ED BAIERLEIN, President and Director/manager of Germinal Stage, Inc., was born August 27, 1943, in Wilmington, Delaware and was raised in Jersey City, New Jersey and in Claymont, Delaware. He received his BA in English from Gettysburg College in 1965 and his MA in Theatre Arts from Penn State University in 1967. While at Penn State, he studied under a Shubert Playwriting Fellowship. He enlisted in the USAF in 1968 and spent his four-year tour at Lowry AFB in Denver CO and Johnston Island in the Pacific.
He was Playwright-in-Residence at The Changing Scene Theatre in Denver from 1970 to 1972 and Associate Director and Production Coordinator at The Third Eye Theatre in Denver from 1972 to 1973. In 1973, he co-founded Germinal Stage, Inc.
As an actor, he has performed over 100 leading roles since 1974, including Othello, Archie Rice in The Entertainer (twice), Deeley in Old Times (twice), Arnolphe in The School for Wives (twice), James Tyrone, Sr. in Long Day's Journey Into Night (three times), James Tyrone, Jr. in A Moon for the Misbegotten, Dr. Rance in What the Butler Saw (twice), Don Juan in Don Juan in Hell (twice), Aubrey Piper in The Show Off, Martin Doul in The Well of the Saints (twice), George in Who's Afraid of Virginia Woolf?, the Duke of Altair in Venus Observed, Willy Loman in Death of a Salesman, Starbuck in The Rainmaker, Bill Maitland in Inadmissible Evidence, Tom in The Glass Menagerie, Strindberg in Night of the Tribades, Max in The Homecoming (twice), Gary Essendine in Present Laughter, Nickles in J.B., Galileo in Galileo, Eddie Carbone in A View from the Bridge, Elyot Chase in Private Lives, Undershaft in Major Barbara, Spooner in No Man's Land, Erie Smith in Hughie, Solness in The Master Builder, Shotover in Heartbreak House, Davies in The Caretaker, and Hamm in Endgame. He has been nominated twice by the Denver Drama Critics Circle for "Best Performance by a Leading Actor" and, in 1985, won the award for "Best Season for an Actor.'"

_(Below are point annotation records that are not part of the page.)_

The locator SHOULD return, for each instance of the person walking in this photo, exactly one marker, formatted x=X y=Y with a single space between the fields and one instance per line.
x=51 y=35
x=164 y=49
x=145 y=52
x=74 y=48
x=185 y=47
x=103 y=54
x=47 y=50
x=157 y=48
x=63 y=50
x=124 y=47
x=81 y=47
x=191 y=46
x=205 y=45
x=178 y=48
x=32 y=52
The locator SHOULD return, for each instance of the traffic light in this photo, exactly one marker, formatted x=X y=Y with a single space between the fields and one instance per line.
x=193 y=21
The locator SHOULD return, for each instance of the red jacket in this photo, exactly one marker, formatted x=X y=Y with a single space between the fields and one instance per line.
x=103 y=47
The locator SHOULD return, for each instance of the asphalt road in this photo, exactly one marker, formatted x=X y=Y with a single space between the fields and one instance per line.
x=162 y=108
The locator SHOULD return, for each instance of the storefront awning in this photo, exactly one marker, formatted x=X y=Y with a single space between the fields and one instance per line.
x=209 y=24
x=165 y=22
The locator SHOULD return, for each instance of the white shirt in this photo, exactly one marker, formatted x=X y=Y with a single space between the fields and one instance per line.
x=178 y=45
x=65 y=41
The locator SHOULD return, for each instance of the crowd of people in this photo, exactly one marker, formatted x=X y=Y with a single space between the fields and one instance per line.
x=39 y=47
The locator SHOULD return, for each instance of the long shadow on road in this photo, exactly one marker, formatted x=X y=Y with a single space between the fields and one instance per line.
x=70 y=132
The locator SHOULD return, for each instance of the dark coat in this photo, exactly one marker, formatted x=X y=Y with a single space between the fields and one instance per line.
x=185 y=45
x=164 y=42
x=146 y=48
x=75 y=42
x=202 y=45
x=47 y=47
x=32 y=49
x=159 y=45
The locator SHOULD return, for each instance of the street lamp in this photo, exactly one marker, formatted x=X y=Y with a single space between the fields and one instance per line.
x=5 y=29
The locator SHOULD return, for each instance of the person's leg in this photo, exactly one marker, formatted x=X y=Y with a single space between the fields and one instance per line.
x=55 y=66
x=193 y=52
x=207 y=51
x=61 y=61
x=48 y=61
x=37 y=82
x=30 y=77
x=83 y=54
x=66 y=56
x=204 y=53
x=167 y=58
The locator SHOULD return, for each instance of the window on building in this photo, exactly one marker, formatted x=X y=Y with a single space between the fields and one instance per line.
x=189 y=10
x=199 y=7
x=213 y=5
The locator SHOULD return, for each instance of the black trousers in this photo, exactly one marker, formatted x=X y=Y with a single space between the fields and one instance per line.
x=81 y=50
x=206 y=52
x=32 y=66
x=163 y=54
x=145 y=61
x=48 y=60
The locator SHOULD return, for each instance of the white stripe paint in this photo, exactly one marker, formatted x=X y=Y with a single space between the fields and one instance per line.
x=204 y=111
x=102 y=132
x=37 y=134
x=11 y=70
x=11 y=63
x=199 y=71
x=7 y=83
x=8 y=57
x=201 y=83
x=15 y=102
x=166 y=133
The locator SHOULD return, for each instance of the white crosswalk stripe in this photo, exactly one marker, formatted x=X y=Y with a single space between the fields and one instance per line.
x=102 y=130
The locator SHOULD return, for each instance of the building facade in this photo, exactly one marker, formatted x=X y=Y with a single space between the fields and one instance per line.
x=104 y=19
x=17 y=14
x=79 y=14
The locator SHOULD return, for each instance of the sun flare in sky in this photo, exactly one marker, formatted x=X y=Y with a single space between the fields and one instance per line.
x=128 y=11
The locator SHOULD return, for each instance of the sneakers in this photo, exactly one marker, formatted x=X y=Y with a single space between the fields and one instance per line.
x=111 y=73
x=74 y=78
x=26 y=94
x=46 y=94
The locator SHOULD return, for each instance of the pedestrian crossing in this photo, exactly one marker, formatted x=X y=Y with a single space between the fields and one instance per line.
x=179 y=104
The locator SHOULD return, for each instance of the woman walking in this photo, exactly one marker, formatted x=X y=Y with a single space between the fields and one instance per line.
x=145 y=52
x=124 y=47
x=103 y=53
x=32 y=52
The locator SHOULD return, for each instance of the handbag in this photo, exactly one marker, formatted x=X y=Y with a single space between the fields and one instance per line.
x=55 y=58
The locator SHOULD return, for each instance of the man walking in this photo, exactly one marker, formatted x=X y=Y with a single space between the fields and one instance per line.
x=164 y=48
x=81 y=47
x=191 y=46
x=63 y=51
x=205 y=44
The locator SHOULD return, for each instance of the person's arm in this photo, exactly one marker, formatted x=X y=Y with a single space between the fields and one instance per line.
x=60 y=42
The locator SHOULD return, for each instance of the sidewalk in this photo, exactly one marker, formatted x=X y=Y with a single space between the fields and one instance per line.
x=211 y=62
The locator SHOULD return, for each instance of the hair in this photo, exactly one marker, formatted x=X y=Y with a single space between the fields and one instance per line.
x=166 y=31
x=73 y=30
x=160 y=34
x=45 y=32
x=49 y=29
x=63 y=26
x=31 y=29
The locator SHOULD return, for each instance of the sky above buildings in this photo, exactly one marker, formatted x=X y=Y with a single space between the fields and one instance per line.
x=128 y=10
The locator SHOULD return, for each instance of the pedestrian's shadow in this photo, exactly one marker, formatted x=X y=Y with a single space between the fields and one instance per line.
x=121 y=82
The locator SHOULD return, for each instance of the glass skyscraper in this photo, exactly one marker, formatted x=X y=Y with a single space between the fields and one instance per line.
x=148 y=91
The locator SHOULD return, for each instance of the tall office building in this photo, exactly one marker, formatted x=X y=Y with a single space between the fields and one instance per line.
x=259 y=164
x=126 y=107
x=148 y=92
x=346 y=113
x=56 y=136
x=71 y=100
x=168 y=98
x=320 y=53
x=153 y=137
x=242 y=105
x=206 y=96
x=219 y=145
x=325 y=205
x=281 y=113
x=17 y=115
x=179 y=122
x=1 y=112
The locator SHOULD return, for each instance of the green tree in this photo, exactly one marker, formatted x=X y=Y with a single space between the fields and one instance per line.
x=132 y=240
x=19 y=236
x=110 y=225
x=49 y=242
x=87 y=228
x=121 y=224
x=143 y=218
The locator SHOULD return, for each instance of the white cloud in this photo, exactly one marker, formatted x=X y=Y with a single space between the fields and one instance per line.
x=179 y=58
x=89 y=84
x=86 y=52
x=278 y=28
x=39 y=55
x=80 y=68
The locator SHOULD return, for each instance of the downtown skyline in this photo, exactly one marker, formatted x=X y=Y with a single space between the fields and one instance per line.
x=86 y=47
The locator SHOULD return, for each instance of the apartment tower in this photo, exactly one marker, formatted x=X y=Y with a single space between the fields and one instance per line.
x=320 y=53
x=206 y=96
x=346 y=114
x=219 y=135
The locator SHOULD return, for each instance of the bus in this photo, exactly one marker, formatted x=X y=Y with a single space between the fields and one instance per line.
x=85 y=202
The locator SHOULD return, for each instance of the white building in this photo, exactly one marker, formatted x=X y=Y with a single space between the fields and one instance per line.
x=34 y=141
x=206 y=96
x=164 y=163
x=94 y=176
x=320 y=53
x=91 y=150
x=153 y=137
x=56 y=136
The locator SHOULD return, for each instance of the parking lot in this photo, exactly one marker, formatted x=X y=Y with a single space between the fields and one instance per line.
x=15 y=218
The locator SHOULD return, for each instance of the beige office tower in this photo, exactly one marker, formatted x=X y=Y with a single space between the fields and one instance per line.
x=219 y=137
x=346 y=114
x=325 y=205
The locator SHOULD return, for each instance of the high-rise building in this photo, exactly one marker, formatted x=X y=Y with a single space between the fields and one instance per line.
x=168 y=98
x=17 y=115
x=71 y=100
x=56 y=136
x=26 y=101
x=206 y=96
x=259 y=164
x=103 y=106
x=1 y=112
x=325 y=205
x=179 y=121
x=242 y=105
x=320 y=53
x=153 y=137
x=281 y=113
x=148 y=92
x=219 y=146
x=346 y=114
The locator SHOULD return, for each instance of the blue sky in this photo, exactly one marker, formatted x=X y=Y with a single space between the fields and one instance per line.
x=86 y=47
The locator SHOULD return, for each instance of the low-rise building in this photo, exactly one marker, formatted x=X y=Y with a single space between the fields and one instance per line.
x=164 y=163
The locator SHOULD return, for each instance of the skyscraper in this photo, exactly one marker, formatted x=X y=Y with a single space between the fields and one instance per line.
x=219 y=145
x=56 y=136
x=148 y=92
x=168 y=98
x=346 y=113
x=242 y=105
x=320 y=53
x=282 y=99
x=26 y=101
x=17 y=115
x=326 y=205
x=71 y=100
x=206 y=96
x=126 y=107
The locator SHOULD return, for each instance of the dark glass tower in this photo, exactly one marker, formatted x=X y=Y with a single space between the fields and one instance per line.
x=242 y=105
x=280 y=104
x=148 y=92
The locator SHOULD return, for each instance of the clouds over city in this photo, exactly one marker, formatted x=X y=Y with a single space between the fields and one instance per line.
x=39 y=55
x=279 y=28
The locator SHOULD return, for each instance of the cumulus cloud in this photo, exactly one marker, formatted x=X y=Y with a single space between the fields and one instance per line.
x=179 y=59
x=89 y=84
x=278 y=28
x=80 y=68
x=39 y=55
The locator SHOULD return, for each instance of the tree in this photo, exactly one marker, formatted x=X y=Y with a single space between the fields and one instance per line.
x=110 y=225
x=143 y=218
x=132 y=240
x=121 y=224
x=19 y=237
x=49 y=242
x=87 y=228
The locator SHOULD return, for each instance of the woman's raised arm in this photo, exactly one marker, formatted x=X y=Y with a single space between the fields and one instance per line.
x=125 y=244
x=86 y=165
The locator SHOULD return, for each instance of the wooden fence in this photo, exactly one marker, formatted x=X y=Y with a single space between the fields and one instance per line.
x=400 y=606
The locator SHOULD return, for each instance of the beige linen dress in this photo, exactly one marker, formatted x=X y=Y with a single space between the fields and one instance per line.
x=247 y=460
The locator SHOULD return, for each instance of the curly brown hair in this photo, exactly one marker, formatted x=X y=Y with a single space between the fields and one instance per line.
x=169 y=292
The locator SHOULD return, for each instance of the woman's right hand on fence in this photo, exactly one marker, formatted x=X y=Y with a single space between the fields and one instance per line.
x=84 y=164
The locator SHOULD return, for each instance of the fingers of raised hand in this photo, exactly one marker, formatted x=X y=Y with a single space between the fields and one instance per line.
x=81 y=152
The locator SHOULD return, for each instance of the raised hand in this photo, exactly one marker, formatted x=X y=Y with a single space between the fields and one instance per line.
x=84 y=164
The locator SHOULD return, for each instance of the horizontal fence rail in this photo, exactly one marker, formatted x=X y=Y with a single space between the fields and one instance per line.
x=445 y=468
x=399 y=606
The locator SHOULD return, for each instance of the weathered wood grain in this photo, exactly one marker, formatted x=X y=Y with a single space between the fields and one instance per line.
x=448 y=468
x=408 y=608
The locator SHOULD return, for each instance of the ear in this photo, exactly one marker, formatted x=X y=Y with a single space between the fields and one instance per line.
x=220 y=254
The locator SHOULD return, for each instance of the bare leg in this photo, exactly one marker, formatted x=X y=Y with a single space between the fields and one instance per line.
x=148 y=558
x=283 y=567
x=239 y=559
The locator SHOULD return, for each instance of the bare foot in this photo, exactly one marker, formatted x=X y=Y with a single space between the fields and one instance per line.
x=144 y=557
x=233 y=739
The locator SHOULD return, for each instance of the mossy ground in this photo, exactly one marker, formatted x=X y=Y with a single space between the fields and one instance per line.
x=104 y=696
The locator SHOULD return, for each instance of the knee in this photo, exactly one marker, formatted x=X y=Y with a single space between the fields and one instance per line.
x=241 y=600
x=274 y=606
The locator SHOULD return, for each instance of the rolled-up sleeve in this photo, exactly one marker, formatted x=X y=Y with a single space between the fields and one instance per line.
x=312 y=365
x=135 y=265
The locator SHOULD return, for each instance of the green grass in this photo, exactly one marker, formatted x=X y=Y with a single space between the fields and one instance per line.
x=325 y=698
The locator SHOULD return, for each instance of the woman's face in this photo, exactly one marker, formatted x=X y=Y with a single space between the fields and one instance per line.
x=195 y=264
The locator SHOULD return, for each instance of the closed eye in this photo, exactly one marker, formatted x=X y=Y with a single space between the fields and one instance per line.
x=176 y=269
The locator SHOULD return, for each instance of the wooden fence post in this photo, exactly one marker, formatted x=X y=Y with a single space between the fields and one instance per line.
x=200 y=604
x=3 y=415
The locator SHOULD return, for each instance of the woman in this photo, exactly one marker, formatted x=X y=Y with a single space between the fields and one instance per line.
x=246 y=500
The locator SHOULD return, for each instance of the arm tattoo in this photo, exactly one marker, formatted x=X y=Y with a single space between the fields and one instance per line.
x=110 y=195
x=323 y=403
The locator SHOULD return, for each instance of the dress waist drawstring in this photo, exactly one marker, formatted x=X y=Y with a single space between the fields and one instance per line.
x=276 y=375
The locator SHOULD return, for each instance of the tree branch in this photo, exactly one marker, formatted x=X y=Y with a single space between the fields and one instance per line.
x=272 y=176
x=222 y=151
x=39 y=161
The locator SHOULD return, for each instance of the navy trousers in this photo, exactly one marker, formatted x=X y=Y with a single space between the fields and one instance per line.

As a director, he has staged over 190 productions since 1974, including plays by Betti, Chekhov, Pinter, Anouilh, O'Neill, Osborne, Williams, de Ghelderode, Camus, Handke, Shaw, Wesker, Cocteau, Ionesco, Rabe, Stoppard, Beckett, Orton, Synge, Pirandello, Sartre, Coward, Brecht, Ibsen, Shepard, and Shakespeare. Often, he plays in the productions he directs and designs set and lights. Practically speaking, he is more interested in investigating the community of actors and audience in real space than in making statements or interpreting them. He was nominated four times by the Denver Drama Critics Circle for "Best Director" (receiving the award for Travesties in 1993 and Suddenly Last Summer in 1999) and, in 1987, received Westword's "Best Director" Award. He received the Denver Post Ovation "Best Year for a Director" award in both 2005 and 2010 and, in 2007, received the Ovation "Best Director" Award for More Stately Mansions and the award for "Theatre Person of the Year."
As a teacher, he has been a guest instructor in acting and directing at the University of Colorado at Denver, Colorado Womens' College, and Denver University, and has also taught privately.
In addition, in 1982 he received a Governor's Award for Excellence in the Arts from Colorado Governor Richard D. Lamm and, in 1988, a Mayor's Award for Excellence from Denver Mayor Federico Pena and the Bonfils-Stanton Foundation Award for the Arts & Humanities. From 1998 to 2001, he was a member of the National Theatre Conference. In addition, he and Sallie Diamond have received awards for achievement from the Rocky Mountain Womens' Institute and from Zeta Phi Eta. Productions he has produced or directed have been nominated for over one hundred twenty-five local awards. For twenty years, he served as Chairman of the Colorado Theatre Producers Guild, which he helped found. He has sat on the boards of the Greater Denver Arts Council and the Metro Denver Arts Alliance, on the advisory board of KCFR-FM (NPR), and on the Denver Mayor's Commission on Art, Culture, and Film.
He has been married to actress Sallie Diamond since 1967 and has one child, Thaddeus Adam, born in 1980. He is a struggling but avid golfer. He has lived in Denver, Colorado since 1968 and considers himself fortunate professionally in that he has never had to "go where the work is," but has been able to decide where he liked to live and to make the work happen there. The payoff: ". . . continuous activity, investigation, discovery . . . and a sense of neighborhood."